As it relates to the super market here (it's going to be a Star Market?), why has it taken so long for full service supermarkets to really start popping up in the city? Whole Foods in the South End at Ink Block. Roche Brothers inside Millennium Tower in DTX. Trader Joe's over in Allston near HBS. Star Market here in Causeway Street.
There's a graduate level class on food deserts and accessibility to grocery stores in urban areas that I could direct you to if you want a very nuanced answer to that question. (otherwise, I'll spare you)
The "short" answer: not enough people with disposable income lived downtown until the last couple decades to merit construction of large-scale supermarkets. Millennium Crossing (as I've dubbed their Tower, Place, & Avery residences), Archstone, Kensington, Ava, and other Downtown residential towers concentrated thousands of high-income earners in the neighborhood, thus establishing a market there for a Roche Bros.
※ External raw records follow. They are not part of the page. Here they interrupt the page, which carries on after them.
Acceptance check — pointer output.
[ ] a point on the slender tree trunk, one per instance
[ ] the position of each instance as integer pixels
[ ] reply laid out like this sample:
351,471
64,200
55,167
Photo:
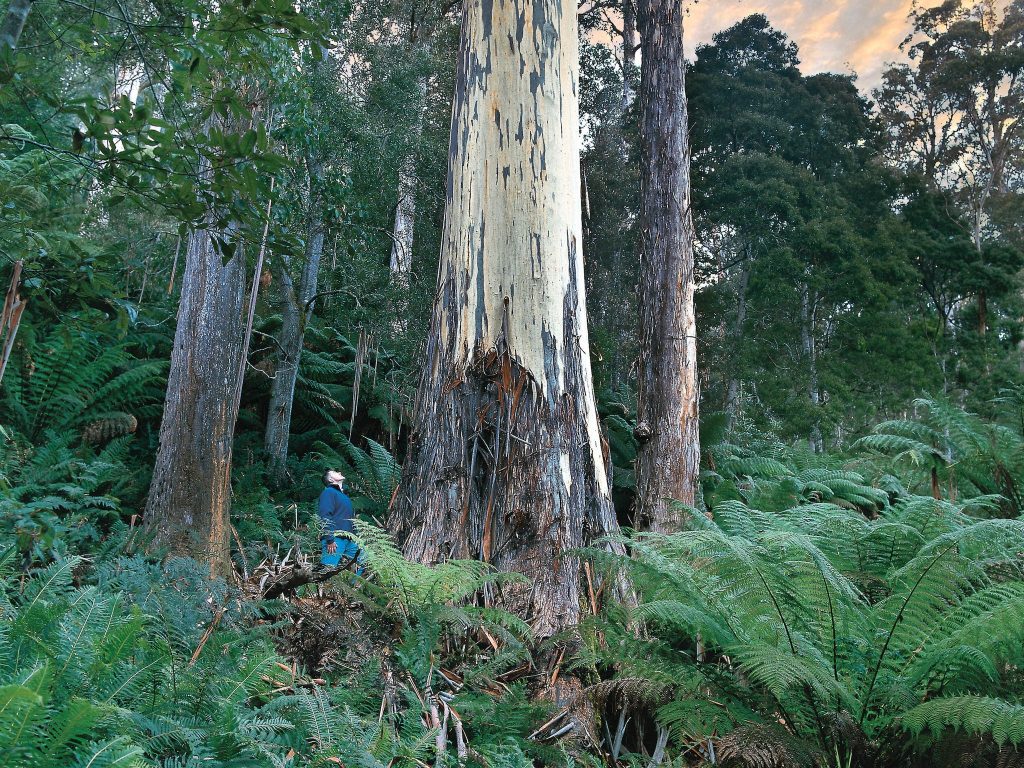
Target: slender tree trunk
811,352
631,44
732,403
404,215
505,462
296,308
13,23
189,499
668,463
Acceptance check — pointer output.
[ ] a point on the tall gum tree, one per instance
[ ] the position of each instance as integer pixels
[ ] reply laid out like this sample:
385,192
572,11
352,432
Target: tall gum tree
186,513
668,463
506,462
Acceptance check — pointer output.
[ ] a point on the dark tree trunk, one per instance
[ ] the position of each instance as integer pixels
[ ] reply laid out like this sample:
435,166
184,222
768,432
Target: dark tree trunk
631,43
189,499
668,463
733,406
505,462
807,332
13,23
296,308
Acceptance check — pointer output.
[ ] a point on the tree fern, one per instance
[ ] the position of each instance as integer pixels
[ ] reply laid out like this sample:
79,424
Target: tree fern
815,612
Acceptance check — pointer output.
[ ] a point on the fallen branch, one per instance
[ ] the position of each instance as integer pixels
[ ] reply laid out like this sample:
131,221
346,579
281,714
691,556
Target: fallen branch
282,584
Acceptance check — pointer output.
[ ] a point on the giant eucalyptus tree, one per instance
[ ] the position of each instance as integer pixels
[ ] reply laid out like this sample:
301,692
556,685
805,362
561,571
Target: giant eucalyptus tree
506,461
189,499
668,462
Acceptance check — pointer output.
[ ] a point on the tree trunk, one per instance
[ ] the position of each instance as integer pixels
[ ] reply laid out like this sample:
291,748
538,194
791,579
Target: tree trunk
404,221
631,43
669,460
506,462
189,499
811,352
404,214
296,309
13,23
732,401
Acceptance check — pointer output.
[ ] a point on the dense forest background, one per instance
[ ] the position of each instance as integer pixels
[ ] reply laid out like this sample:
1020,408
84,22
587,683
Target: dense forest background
854,594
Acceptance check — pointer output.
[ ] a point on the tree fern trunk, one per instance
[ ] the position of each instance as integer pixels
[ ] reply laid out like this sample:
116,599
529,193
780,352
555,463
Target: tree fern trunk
505,462
669,460
189,499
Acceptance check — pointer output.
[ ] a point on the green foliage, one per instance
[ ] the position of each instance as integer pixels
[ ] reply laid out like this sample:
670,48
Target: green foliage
968,455
837,615
70,380
59,499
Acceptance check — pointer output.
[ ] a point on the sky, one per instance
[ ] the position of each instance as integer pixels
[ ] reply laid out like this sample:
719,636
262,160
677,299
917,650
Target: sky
840,36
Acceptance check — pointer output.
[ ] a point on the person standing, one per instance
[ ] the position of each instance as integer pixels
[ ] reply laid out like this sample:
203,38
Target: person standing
335,509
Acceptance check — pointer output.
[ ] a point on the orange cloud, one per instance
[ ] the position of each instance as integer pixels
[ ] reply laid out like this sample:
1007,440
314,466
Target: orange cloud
837,36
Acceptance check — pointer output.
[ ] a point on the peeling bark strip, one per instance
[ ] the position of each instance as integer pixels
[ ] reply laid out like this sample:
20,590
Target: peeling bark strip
189,499
505,463
668,464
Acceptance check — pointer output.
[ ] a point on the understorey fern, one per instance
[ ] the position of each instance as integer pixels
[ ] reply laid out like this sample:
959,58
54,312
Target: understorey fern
843,633
71,381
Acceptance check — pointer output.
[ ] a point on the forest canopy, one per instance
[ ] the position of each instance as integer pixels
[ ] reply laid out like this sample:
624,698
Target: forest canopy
487,383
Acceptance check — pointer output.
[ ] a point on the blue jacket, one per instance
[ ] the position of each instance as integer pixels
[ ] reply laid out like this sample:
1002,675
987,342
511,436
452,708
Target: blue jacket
336,510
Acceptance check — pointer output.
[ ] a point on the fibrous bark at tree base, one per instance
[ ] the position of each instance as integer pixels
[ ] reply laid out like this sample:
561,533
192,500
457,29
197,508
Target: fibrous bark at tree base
505,462
669,459
189,500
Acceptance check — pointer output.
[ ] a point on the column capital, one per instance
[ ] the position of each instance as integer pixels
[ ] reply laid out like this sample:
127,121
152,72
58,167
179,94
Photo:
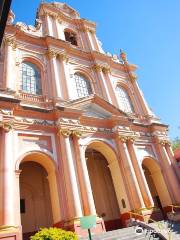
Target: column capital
51,54
77,133
64,132
106,69
63,56
164,142
10,42
7,126
97,68
124,138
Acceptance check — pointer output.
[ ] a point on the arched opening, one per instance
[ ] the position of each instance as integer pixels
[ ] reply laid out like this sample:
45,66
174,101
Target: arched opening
70,37
105,193
39,201
156,183
30,78
83,85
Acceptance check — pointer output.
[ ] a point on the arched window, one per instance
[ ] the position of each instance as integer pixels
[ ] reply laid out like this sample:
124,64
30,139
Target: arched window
70,37
83,86
30,78
124,100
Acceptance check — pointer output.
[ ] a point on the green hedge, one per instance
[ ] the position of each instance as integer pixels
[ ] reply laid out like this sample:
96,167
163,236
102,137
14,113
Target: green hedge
54,234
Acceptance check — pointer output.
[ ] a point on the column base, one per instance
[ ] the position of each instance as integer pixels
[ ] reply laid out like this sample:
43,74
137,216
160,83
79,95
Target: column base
74,225
11,233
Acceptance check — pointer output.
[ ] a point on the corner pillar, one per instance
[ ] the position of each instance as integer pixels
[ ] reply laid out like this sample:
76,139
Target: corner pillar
8,68
55,74
71,180
173,160
86,190
133,186
140,175
7,173
102,82
173,183
64,76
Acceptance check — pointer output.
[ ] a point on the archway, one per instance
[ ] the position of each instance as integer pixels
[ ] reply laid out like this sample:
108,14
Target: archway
105,192
39,201
156,183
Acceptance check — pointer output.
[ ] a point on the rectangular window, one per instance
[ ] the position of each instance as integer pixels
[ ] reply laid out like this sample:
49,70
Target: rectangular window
22,206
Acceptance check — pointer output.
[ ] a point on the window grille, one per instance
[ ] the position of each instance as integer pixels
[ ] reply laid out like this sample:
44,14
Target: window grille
83,86
30,78
71,37
124,100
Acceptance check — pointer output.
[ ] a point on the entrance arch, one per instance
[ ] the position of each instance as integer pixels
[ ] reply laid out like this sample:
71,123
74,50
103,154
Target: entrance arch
39,200
156,183
106,183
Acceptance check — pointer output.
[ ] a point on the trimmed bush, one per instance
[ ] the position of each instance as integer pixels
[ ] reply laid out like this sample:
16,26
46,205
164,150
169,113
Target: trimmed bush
54,234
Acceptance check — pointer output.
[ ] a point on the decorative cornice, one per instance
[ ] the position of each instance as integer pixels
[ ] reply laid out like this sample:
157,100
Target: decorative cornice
164,142
130,139
63,56
10,42
51,54
106,69
65,132
7,126
97,67
77,133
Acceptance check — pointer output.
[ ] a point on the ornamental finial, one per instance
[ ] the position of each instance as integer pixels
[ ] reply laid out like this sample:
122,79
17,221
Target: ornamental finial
123,55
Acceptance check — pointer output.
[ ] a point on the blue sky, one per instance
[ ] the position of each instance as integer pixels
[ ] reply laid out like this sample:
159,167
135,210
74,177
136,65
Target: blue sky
149,32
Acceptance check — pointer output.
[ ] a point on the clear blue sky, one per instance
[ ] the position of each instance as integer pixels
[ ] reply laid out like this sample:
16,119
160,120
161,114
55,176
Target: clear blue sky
149,32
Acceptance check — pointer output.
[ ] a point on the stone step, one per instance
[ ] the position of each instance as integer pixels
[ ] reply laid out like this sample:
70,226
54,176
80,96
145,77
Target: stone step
120,234
174,227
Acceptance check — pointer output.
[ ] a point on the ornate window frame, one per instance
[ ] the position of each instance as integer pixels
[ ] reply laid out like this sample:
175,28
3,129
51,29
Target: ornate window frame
38,64
68,30
127,99
85,88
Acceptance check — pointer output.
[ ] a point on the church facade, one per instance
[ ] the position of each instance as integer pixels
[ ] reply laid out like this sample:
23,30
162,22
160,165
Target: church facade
77,137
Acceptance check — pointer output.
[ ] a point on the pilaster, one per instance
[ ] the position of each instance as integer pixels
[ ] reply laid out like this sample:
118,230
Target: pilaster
132,77
133,186
55,74
74,197
172,180
102,81
7,170
140,174
10,47
172,159
86,190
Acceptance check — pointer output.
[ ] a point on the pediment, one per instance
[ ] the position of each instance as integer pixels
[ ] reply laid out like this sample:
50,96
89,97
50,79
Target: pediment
96,107
67,10
95,111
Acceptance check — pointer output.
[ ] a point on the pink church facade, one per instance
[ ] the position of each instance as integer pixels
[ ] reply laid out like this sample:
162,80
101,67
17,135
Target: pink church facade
77,137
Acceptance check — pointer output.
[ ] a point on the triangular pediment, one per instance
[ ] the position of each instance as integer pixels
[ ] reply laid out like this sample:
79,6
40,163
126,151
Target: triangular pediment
96,107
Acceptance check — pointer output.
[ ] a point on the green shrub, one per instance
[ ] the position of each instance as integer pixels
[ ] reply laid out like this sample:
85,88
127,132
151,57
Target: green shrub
54,234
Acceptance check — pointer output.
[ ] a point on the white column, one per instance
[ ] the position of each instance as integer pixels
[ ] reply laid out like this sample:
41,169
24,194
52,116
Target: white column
173,181
86,180
49,27
8,172
55,74
131,177
8,71
64,76
102,81
173,160
141,98
140,175
107,74
59,29
119,186
72,176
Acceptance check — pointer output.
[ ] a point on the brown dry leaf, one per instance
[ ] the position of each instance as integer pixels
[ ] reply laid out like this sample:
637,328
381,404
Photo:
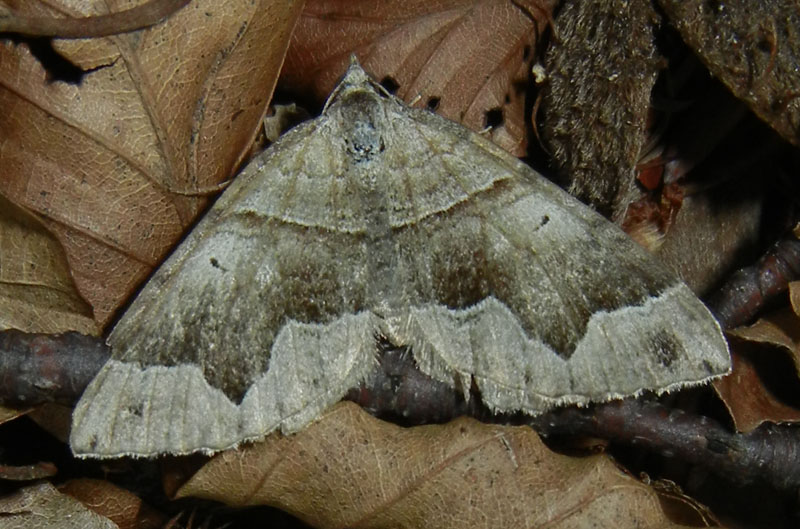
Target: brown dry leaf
746,391
752,47
118,505
352,470
467,59
43,507
37,293
108,164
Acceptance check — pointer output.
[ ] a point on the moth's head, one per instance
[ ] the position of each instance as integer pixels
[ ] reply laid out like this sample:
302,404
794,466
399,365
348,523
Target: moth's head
358,105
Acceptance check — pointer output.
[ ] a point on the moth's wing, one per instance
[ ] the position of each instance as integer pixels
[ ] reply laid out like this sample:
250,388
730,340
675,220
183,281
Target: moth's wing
541,301
254,323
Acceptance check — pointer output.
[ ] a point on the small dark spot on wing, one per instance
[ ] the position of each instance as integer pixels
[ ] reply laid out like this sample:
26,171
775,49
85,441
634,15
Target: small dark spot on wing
666,347
389,84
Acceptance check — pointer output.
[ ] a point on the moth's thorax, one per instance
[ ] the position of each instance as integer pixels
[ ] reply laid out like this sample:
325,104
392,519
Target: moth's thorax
362,117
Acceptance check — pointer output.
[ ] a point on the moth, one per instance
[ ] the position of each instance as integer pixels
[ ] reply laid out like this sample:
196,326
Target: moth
379,220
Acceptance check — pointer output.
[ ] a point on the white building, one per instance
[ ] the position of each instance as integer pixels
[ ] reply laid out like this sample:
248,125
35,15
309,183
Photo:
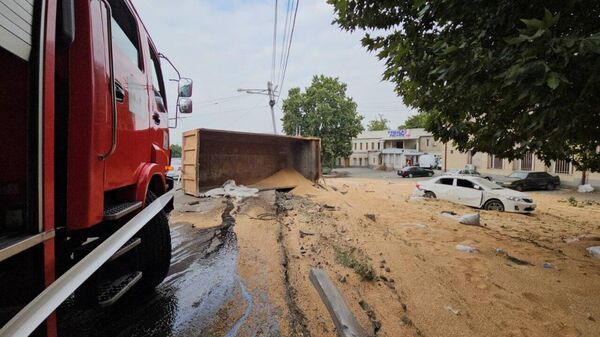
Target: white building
392,149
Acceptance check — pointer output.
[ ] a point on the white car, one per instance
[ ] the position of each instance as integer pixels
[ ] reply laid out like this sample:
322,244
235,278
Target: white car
477,192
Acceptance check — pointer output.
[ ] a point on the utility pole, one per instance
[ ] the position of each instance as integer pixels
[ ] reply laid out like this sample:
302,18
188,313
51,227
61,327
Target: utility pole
271,92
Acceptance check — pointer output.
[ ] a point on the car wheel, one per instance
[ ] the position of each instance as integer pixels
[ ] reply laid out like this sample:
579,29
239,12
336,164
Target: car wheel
494,205
429,194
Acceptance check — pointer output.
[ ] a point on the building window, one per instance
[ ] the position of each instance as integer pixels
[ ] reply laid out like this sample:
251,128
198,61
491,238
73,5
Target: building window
527,162
494,162
562,167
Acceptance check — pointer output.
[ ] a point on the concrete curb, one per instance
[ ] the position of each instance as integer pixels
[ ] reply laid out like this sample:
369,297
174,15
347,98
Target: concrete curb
345,322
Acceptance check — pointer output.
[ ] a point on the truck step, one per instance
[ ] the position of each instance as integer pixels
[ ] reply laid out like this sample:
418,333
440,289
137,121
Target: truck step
129,245
117,211
109,293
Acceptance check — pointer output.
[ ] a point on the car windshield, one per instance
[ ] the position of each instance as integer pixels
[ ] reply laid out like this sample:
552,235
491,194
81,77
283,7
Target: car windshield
518,175
486,184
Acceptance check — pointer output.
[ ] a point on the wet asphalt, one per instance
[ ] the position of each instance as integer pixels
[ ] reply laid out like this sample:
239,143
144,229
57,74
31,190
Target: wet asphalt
202,296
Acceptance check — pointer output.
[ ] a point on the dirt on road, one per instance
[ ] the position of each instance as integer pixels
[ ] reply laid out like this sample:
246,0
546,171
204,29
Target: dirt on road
241,267
395,261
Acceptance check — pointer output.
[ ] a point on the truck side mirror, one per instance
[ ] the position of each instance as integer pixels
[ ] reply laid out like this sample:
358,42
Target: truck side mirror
185,87
185,105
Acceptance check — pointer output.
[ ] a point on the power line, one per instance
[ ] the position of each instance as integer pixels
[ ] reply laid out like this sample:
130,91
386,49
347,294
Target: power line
284,38
289,48
274,45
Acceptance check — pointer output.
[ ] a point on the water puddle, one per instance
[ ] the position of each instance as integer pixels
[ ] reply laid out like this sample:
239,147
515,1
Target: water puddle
201,291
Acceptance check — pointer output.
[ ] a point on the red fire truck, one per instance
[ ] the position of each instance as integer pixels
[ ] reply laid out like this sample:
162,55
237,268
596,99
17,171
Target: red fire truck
84,195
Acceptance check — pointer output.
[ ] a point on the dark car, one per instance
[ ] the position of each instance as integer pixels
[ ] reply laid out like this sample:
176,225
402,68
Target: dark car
523,180
415,171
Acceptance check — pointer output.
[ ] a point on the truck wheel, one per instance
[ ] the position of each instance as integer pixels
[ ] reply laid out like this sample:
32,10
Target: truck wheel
494,205
155,249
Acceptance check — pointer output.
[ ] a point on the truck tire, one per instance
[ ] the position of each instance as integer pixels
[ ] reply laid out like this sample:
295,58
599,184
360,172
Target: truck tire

The Master Plan for Ink Block, 345 Harrison, Troy, and several other residential developments in the South End & Broadway areas drove the market for a supermarket in that area.
Though more housing has popped up around HBS & Western Ave in Allston where the Trader Joes opened, I genuinely wonder if that store opening was more a response to relieve congestion at the Coolidge Corner location. (I've read in a couple places that the Coolidge Trader Joes is the busiest or most profitable per square foot in the country).
Among West End reconstruction, Avenir, Victor, Merano, the Bulfinch Crossing master plan, and (of course) the Hub on Causeway master plan, the new market of thousands of residents in the Bulfinch Triangle drives the demand to support a Star Market at Hub on Causeway.
The only other consideration I'd add is the challenge with finding upwards of 40,000+ square feet in the middle of the city to add new supermarkets. Deals like that take a long time to coordinate and evolve from (see Filene's Basement Hole). At the end of the day, decision-making and planning during the last decade will continue to make Boston a more livable city than most in the long run.